I had such a good time going up and down the isles of vendors selling cheap costume jewelry, organic hand made beauty products, totally expensive olive oils and infused vinegars (that are totally worth it) and plastic surgeons with breast implants we got to play with. We walked as one group, an amoeba of chatter, blocking walk ways and not caring. At times we paired off, getting stuck at booths or walking ahead and exchanging stories or laughing at the people eating chocolate covered bananas in the most inappropriate manner. We stood in lines for free alcohol samples that Yennifer and I passed on to the non-pregnant people. Afterwards we had lunch and as if we hadn't talked for the last three hours in the expo, we talked some more. It was nice and no one wanted to return to their normal Sunday afternoon.

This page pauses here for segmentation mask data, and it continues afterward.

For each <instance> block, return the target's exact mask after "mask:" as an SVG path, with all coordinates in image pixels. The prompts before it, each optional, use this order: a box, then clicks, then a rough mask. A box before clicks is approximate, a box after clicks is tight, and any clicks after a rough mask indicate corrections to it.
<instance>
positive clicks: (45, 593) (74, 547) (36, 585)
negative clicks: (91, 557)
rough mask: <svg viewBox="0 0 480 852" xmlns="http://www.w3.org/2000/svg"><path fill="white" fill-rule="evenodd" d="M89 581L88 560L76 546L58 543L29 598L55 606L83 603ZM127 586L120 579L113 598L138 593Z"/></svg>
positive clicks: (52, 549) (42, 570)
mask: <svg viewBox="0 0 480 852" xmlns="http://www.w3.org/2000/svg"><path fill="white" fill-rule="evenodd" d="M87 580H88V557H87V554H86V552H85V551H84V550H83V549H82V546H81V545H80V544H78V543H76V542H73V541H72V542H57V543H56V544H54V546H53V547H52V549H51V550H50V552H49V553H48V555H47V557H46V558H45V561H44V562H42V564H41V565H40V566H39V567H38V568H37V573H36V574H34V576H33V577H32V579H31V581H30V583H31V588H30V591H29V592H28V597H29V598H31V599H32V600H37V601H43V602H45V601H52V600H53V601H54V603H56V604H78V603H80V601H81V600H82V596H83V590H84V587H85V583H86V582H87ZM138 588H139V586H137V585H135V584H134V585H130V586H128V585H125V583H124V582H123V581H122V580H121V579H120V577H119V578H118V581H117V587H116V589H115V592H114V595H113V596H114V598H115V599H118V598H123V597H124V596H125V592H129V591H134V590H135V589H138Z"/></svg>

I sometimes feel all of my 34 years and other times I'm in a time warp of how old I am. Am I 17 years old, snarky, and angry at the world? Am I 28 years old, finally on the cusp of adulthood? Am I 12 and struggling, with, well everything? I wonder if this is how other women feel and do they feel this way all of the time. Does my grandma who is in her 80s forget and think she is 15 years old again, before she met my grandpa (who passed away years ago) and giddy over the attention of her new boyfriend? Does my mom still think she is in her 30s and raising her daughters too? Does the woman selling totally not cheap hair extensions at the expo think she is a 20-something model with her fake, sorry, synthetic hair pieces and clip on diamonds?
Honestly, I hope we do. I hope to be confused about my age until I don't know how old I am. It makes me feel young, until those flashes of things that make me feel old (like Cee turning 13!). I know that this past Sunday I felt 22 again. Laughing and enjoying the company of girls who laugh at the same things I laugh at, who laugh at me and laugh with me. I also love that we could quote Steel Magnolias lines for 17 miles.